— Меня зовут Бени, и я вас предупреждаю: первой, кто назовет меня Бенедиктой, я разобью морду. Я выше вас и обожаю лупить тех, кто меньше.
Теперь Бени абсолютно уверена, что самолет разобьется. Как иначе можно объяснить внезапно возникшие образы из ее детства и эту властную потребность поведать о них незнакомке, которую Случай усадил рядом с ней? Хорошо известно, что перед взором умирающего проносится вся его жизнь.

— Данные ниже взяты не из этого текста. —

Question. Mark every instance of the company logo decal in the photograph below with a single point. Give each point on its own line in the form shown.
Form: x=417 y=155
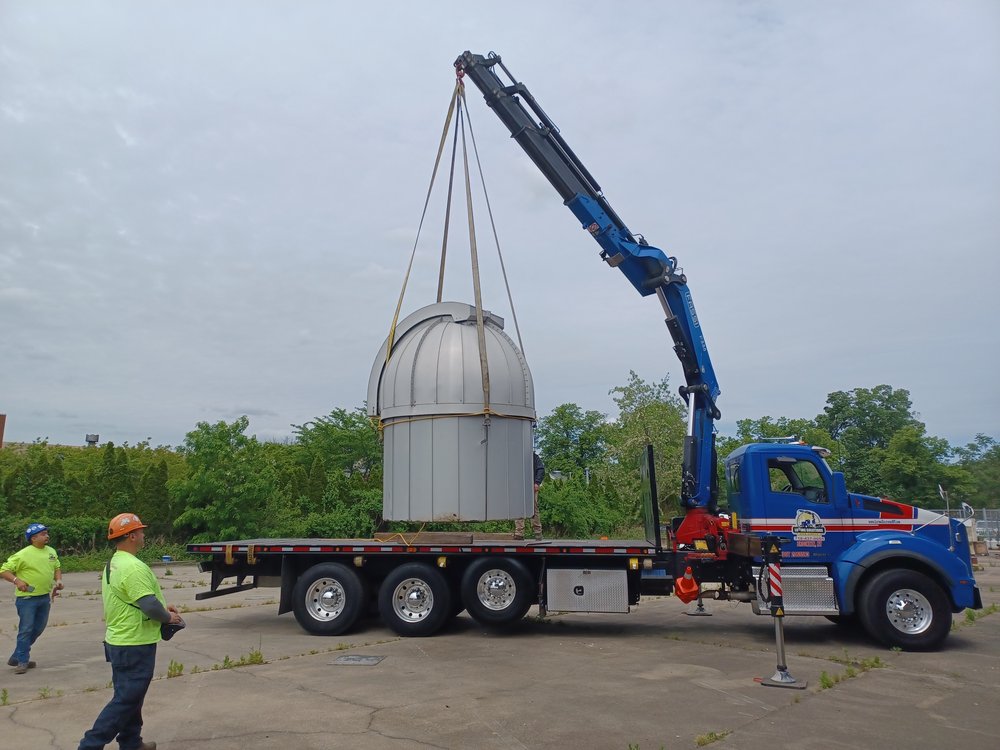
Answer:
x=808 y=529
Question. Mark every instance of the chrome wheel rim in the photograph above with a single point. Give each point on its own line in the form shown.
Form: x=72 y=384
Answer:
x=412 y=600
x=909 y=611
x=326 y=600
x=496 y=590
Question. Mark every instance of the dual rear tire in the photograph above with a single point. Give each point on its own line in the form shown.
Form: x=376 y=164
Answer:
x=415 y=599
x=905 y=609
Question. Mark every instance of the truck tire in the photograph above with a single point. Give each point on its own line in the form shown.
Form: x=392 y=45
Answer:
x=329 y=599
x=497 y=591
x=905 y=609
x=415 y=600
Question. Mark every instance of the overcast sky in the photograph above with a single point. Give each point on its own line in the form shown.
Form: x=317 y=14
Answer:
x=206 y=208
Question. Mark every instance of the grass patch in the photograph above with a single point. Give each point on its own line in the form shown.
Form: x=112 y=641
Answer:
x=708 y=739
x=96 y=559
x=853 y=668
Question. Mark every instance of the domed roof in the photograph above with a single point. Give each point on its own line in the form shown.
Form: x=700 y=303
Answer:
x=435 y=367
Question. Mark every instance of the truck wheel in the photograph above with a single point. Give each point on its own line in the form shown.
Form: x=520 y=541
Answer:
x=415 y=600
x=497 y=591
x=328 y=599
x=906 y=609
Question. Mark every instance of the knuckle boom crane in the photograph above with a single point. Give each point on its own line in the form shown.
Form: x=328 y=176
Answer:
x=648 y=269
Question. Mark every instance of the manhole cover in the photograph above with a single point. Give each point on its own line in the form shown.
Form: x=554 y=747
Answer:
x=364 y=661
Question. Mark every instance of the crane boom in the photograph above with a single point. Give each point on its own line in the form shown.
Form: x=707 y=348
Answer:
x=649 y=269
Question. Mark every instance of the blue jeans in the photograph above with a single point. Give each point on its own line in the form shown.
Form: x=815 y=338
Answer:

Самолет оставил позади африканский берег и теперь летит над Индийским океаном, прямо на Реюньон, где часа через три должен приземлиться. Должен. Бени уверена в обратном, но, как ни странно, не испытывает при этом никакого страха. Она не будет удивлена — она это знает. Она ожидает необычного шума, которым начнется переворот, толчок, двигатель в огне, взрыв, дисбаланс, турбулентность, головокружительное вращение аппарата и ускоряющееся пике, ее собственная потеря сознания, потом чистая белизна бездны. Нет времени страдать.

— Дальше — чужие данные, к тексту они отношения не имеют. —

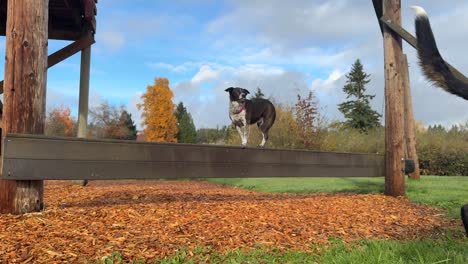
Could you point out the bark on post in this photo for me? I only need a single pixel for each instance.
(24, 92)
(84, 97)
(394, 140)
(410, 138)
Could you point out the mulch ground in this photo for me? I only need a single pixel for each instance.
(152, 219)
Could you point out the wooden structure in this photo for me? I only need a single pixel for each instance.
(72, 159)
(27, 25)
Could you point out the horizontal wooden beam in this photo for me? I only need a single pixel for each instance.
(66, 52)
(411, 40)
(52, 158)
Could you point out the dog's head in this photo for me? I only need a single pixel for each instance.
(237, 93)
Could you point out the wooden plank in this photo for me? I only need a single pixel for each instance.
(66, 52)
(40, 157)
(410, 138)
(394, 137)
(24, 100)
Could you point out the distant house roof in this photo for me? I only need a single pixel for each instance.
(68, 19)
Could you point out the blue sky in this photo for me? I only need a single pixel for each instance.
(284, 47)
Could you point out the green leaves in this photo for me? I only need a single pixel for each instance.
(358, 112)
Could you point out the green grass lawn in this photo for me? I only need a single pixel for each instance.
(444, 192)
(449, 193)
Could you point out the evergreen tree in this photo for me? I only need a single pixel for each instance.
(259, 93)
(358, 112)
(127, 121)
(186, 128)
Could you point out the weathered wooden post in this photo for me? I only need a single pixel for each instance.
(24, 92)
(394, 137)
(410, 138)
(84, 97)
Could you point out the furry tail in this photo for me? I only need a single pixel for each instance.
(430, 60)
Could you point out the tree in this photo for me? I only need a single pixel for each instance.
(108, 121)
(60, 123)
(125, 120)
(159, 121)
(358, 112)
(306, 110)
(185, 126)
(259, 93)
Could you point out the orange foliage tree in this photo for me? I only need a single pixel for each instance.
(159, 121)
(60, 123)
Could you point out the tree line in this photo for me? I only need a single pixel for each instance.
(299, 125)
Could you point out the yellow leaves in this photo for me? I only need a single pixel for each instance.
(158, 116)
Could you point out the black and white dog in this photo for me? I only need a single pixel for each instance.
(433, 65)
(244, 112)
(435, 69)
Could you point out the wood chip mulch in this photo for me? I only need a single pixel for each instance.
(152, 219)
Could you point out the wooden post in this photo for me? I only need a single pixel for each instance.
(394, 141)
(25, 92)
(84, 97)
(410, 138)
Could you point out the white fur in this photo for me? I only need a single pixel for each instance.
(234, 108)
(420, 12)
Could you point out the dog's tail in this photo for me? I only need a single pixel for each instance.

В то же самое время она планирует свое неизбежное, чудесное спасение. Она глубоко убеждена, что если хоть один человек должен уцелеть, то это будет она, Бени. И в ожидании предполагаемой катастрофы она проверяет крепость ремня безопасности, не заедает ли застежка, и даже кончиками пальцев нащупывает спасательный жилет под своим креслом. Запасный выход рядом, и она уже изучила, как его открыть. Так что уверенность в том, что она умрет, сменяется двойной уверенностью, что она выживет.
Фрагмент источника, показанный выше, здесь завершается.